Quid des risques à l’heure d’une augmentation de la consommation ?Ces résultats interviennent à un moment où la consommation de cannabis augmente, en partie en raison de la légalisation et de l’utilisation croissante du cannabis à des fins médicales – des changements qui peuvent avoir contribué à une attitude plus permissive du public à l’égard de cette drogue, malgré l’accumulation de preuves de risques pour la santé, notamment cardiaque.
Des études antérieures ont décrit le risque cardiovasculaire lié au cannabis. Toutefois, des lacunes subsistaient quant à l’ampleur du risque associé pour les consommateurs de cannabis, en particulier ces dernières années, marquées par la disponibilité de formes de cannabis plus puissantes et de plus en plus diversifiées, allant des concentrés inhalés très puissants aux « space cakes » et aux cannabinoïdes synthétiques.

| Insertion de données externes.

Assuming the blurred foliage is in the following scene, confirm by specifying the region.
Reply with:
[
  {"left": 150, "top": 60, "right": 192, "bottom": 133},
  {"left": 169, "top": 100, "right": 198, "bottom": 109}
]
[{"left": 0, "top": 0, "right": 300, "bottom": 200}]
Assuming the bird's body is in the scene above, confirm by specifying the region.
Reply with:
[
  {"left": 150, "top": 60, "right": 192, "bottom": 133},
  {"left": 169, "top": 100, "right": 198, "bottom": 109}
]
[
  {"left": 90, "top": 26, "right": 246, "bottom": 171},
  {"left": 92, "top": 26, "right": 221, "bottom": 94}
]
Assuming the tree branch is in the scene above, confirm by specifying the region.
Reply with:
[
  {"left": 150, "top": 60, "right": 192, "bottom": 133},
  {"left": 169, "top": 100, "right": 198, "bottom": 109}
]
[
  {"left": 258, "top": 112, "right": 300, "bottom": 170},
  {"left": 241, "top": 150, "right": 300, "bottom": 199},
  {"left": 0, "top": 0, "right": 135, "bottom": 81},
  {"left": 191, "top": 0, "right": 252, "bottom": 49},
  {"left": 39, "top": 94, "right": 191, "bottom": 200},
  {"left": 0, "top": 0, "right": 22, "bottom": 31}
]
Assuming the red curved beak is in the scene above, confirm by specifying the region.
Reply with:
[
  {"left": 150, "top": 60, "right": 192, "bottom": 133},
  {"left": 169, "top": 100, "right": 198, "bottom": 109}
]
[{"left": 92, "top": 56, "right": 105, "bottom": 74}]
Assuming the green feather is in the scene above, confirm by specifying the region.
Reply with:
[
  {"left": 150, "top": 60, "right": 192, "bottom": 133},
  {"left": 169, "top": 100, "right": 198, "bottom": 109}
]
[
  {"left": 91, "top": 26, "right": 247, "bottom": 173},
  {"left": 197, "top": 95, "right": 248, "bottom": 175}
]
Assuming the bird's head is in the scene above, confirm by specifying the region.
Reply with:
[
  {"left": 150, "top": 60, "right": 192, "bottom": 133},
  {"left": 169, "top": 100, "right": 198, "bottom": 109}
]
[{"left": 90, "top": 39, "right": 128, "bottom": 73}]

Wilhelm Storck et ses collègues ont cherché à quantifier les risques cardiovasculaires réels de la consommation de cannabis dans le contexte de ces tendances évolutives.
Environ 200 millions de personnes
Ils ont examiné systématiquement 24 études pharmaco-épidémiologiques (17 études transversales, 6 études de cohorte et une étude cas-témoins) publiées entre janvier 2016 et janvier 2023. Ensemble, ces études ont porté sur environ 200 millions de personnes dans plusieurs pays.
L’analyse finale s’est concentrée sur les MACEs liés au cannabis (décès cardiovasculaire, syndrome coronarien aigu [SCA] non fatal, y compris l’infarctus du myocarde, ou accident vasculaire cérébral non fatal).
Les chercheurs ont noté que la seule étude sur le cannabis médical incluse dans la méta-analyse mettait également en évidence une association positive.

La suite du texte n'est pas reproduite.